A new centre aimed at speeding the development of mobile computing devices around the Linux-based Moblin OS opened in Taipei.
The idea is for Taiwanese companies to use the centre as a testing ground for new netbooks and mobile Internet devices (MIDs), as well as develop more applications around Moblin.
The Taiwan government teamed up on the centre with US chip maker Intel, which developed Moblin. Intel plans to support the new centre by further development of Moblin, which includes open source software with an OS, a user interface, a browser, developer tools and other software. Intel created Moblin software to run on devices that use its Atom microprocessors.
Most netbooks today use a variety of Linux-based OSs, such as Linpus Linux Lite, or Microsoft's Windows XP.

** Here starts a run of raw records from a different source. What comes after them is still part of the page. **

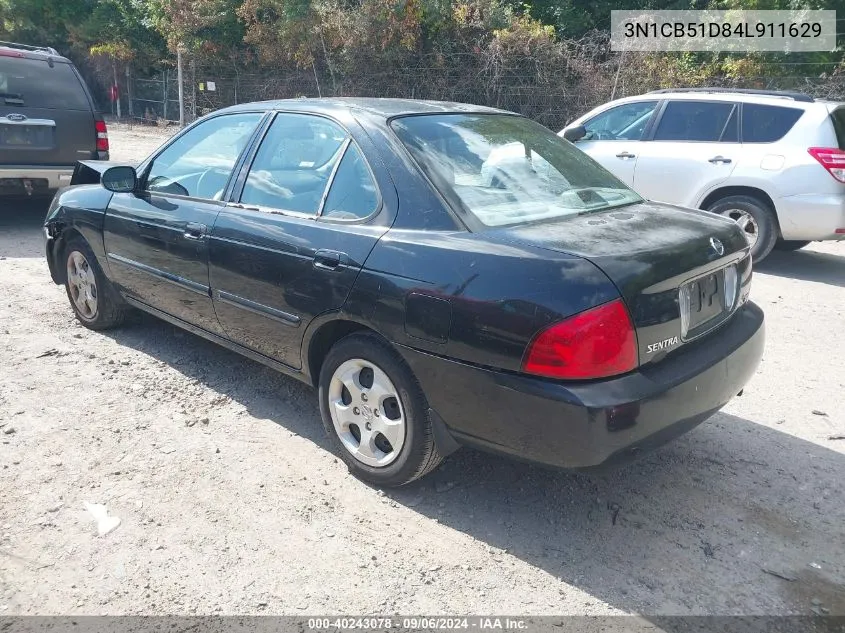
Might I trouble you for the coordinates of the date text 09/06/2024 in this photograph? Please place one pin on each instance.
(417, 623)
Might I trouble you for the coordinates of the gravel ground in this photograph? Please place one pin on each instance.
(230, 502)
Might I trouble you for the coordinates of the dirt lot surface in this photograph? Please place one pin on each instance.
(230, 502)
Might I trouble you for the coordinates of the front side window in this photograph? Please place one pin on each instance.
(508, 170)
(198, 163)
(698, 121)
(293, 166)
(622, 123)
(353, 194)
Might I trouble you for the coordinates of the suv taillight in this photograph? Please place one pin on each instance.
(832, 159)
(596, 343)
(102, 136)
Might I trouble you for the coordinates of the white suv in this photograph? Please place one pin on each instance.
(772, 161)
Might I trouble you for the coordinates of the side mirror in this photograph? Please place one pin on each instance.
(120, 179)
(575, 133)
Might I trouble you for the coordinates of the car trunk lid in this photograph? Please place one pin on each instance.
(660, 257)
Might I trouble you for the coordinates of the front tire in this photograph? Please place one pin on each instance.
(790, 245)
(94, 300)
(756, 220)
(375, 412)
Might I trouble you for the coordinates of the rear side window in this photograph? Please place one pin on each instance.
(32, 83)
(766, 124)
(702, 121)
(837, 117)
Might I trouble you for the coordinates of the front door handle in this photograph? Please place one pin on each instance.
(329, 260)
(195, 231)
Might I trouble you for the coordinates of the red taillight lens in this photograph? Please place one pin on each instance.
(597, 343)
(102, 136)
(832, 159)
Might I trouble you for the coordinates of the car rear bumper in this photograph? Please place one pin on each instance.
(812, 216)
(581, 425)
(33, 181)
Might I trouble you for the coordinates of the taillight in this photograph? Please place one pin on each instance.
(597, 343)
(832, 159)
(102, 136)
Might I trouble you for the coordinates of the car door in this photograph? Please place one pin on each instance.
(292, 242)
(614, 137)
(693, 148)
(156, 240)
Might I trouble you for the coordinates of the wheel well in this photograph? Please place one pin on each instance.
(327, 335)
(751, 192)
(65, 236)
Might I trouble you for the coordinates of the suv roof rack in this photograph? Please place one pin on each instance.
(26, 47)
(784, 94)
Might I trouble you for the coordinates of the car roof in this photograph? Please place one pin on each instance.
(43, 55)
(379, 107)
(744, 97)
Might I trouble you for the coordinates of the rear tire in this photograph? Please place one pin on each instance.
(790, 245)
(756, 219)
(94, 300)
(375, 412)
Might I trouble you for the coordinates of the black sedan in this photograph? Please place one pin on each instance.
(444, 274)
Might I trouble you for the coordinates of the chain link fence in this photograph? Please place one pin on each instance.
(552, 90)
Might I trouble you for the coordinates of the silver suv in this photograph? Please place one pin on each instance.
(772, 161)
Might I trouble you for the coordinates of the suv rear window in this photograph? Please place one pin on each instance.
(767, 124)
(31, 83)
(837, 117)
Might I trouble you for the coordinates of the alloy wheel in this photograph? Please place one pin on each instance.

Intel and the Taiwan government came up with the idea to establish a Moblin center in Taipei because so many companies are creating netbooks and, increasingly, MIDs. These devices are built for people who want a mobile device to surf the Internet that's bigger than a smartphone but more portable than a laptop.
Asus, for example, launched the commercial netbook craze with its popular Eee PC family of netbooks. Acer, the world's third largest PC vendor, jumped aboard the netbook money train in June with its Aspire One netbook. Currently, around a dozen Taiwanese companies have developed or are developing netbook products.
The new development centre has been named the Moblin Enabling Center.